Bastian Chapter 80
- 23 Agu
- 5 menit membaca
ā»Kerusakan yang Dapat Diperbaikiā»
Di dalam ruang kerja, terdengar ketukan di pintu. Bastian sejenak menghentikan panggilan teleponnya, memutar kepala sambil memegang gagang telepon. Jam di meja menunjukkan pukul 11 siang, waktu yang biasa untuk minum teh pagi di akhir pekan.
"Masuk," jawabnya, lalu segera mengangkat gagang telepon lagi. "Maaf. Silakan lanjutkan."
Setelah meminta dengan sopan agar percakapan dilanjutkan, ia bersandar di tepi meja, memberinya pemandangan luas jendela, laut, dan wilayah ayahnya di seberang sana. Tanpa terganggu oleh pintu yang perlahan terbuka, Bastian tetap sepenuhnya terserap dalam laporan dari Thomas Müller.
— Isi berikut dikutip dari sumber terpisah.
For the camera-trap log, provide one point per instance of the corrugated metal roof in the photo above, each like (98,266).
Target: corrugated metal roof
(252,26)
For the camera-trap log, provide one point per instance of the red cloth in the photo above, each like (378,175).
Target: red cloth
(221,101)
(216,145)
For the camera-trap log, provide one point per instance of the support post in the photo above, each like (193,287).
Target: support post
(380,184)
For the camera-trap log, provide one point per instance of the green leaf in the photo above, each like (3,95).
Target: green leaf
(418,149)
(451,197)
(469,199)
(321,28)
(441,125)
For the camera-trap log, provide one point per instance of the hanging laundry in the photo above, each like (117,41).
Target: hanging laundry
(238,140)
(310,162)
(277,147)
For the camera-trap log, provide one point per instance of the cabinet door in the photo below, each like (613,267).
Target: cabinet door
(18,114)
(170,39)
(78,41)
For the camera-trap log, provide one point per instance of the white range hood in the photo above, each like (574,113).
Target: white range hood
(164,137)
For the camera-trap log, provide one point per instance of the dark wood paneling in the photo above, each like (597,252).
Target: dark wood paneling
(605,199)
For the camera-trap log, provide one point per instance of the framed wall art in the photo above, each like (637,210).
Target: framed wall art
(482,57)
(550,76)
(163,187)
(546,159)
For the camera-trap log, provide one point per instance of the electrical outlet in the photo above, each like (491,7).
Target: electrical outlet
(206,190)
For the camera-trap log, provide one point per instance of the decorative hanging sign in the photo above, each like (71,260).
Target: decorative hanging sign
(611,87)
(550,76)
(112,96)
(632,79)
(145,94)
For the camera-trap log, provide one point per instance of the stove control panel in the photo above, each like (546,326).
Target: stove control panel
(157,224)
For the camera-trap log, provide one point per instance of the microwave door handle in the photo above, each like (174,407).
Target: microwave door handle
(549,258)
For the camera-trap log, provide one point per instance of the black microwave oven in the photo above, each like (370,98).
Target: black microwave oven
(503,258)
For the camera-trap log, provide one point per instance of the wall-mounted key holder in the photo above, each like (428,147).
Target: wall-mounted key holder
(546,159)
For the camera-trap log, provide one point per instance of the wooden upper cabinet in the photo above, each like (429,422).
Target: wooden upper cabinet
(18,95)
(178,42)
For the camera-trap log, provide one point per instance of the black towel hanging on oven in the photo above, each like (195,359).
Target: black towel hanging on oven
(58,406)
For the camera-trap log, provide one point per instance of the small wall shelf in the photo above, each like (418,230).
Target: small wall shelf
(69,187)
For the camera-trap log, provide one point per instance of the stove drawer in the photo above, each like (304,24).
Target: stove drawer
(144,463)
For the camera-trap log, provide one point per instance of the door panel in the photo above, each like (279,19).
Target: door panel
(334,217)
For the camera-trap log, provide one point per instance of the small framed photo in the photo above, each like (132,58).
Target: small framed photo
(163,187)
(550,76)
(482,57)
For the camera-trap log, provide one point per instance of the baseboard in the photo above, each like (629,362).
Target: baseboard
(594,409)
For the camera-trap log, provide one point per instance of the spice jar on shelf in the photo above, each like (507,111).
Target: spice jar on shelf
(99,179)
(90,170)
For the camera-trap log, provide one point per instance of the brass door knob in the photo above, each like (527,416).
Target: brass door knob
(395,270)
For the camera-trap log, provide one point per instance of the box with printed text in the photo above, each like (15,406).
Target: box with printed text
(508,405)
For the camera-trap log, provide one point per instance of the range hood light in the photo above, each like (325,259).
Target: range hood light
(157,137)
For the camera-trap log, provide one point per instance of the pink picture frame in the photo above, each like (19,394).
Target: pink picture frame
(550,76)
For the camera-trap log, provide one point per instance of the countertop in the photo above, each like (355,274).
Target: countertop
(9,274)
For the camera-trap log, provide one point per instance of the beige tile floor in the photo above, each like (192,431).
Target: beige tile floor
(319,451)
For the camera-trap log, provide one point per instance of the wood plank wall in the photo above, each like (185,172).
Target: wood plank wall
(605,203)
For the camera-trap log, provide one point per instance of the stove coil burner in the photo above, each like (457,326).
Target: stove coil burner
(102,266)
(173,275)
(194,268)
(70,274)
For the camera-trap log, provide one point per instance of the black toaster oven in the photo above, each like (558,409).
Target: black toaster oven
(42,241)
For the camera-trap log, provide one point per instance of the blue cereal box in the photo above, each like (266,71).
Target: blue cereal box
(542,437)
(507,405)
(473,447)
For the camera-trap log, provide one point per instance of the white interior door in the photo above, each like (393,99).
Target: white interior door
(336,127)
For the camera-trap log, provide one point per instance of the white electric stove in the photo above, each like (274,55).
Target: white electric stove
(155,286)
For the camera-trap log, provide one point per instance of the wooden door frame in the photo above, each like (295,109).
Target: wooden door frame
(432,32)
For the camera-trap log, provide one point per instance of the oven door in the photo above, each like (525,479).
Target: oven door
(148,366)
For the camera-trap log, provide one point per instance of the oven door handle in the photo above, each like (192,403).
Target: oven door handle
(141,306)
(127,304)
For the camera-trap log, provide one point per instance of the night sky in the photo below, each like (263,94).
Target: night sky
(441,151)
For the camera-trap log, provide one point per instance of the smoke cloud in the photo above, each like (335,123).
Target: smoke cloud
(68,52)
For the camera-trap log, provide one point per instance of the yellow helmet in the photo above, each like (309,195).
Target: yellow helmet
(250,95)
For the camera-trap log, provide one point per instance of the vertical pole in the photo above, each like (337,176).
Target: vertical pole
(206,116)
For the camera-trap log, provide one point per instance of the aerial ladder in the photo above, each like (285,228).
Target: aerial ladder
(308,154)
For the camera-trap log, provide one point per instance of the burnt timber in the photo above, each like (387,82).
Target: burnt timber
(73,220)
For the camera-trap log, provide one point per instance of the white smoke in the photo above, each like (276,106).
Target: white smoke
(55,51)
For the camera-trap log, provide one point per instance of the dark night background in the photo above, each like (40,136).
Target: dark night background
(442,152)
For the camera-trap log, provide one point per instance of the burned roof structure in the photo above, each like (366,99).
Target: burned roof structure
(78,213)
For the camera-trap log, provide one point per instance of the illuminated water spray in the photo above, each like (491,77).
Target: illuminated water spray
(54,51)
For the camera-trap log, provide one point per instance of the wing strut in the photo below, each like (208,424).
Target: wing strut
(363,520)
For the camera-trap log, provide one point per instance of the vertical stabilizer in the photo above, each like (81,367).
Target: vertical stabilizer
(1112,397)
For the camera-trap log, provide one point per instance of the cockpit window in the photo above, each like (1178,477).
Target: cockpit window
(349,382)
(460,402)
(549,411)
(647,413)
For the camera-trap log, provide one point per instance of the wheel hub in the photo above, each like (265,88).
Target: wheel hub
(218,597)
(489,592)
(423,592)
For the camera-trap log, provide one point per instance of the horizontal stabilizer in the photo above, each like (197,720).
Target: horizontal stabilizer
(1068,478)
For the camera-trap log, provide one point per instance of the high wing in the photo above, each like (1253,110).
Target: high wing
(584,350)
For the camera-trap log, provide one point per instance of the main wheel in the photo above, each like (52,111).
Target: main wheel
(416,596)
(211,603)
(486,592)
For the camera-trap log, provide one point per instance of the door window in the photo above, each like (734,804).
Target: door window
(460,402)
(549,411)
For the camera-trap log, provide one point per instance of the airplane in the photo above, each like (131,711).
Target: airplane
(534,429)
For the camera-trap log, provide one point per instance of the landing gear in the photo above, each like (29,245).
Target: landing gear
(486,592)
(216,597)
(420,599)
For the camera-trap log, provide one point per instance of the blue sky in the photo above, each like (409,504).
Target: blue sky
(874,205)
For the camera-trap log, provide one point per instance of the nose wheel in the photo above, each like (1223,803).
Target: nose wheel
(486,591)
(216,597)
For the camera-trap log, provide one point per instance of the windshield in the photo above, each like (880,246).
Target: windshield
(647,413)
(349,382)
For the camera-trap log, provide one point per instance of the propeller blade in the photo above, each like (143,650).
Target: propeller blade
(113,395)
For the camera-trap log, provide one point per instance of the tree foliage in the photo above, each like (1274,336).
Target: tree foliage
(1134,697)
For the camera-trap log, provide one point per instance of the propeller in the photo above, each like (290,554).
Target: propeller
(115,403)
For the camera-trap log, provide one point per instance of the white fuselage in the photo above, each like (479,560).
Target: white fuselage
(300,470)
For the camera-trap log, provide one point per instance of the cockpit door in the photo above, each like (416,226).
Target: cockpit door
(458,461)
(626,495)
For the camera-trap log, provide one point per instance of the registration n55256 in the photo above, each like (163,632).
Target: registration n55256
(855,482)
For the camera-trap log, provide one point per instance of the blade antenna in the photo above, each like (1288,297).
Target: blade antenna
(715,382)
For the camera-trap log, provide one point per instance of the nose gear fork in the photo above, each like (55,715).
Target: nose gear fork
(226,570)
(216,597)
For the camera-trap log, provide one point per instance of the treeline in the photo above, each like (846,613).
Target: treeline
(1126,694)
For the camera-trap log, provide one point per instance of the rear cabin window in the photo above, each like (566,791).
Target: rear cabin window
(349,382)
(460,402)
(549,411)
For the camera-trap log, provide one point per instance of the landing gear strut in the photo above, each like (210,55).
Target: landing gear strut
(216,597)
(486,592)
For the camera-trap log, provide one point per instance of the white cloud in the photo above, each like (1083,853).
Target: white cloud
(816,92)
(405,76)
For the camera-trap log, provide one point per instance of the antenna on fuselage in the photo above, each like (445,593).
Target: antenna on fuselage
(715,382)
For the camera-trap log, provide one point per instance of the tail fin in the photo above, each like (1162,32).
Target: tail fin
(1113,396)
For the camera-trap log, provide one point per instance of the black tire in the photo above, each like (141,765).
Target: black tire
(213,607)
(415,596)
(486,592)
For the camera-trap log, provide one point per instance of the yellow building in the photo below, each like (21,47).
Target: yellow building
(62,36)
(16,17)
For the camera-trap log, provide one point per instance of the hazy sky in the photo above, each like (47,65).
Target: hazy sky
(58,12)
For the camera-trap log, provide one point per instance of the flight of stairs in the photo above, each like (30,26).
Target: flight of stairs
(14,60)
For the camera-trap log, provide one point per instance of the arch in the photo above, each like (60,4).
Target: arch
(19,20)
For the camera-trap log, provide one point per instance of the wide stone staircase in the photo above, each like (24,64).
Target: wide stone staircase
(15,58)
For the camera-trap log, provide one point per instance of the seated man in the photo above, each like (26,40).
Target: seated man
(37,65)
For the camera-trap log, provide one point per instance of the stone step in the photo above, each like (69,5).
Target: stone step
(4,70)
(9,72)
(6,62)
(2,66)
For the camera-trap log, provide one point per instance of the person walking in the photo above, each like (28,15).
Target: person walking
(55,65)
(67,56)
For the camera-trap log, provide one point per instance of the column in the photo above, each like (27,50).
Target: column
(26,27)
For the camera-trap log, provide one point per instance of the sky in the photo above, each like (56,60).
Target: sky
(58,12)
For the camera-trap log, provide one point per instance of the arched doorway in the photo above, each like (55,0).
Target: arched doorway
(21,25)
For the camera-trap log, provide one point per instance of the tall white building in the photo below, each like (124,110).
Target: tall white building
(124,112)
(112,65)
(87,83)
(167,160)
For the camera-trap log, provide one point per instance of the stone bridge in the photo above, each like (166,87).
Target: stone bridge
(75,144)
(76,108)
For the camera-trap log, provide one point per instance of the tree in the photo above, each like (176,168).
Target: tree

Awan-awan menyingkir, menampakkan sinar matahari cerah yang memantul di permukaan laut, dan sejenak menyilaukan matanya. Di tengah pemandangan indah itu, ia mendengarkan berita yang telah lama dinantiāayahnya akhirnya jatuh ke dalam perangkap. Meskipun pencarian yang panjang, sang ayah memakan umpannya seketika. Sekarang, Bastian hanya perlu mengencangkan cengkeramannya dan memastikan ayahnya tidak bisa melarikan diri.
Dengan Theodora Klauswitz sebagai satu-satunya variabel yang tersisa, Bastian tidak terlalu khawatir. Kelemahan fatal wanita itu adalah cintanya yang tak tergoyahkan pada suaminya, yang membuatnya menoleransi hal-hal tidak masuk akal dan memungkinkan kediktatoran konyol ayahnya selama bertahun-tahun.
"Kita akan tetap mengawasinya." Bastian berkata dengan tenang sambil dengan santai membuka kotak rokok yang diletakkan di samping map.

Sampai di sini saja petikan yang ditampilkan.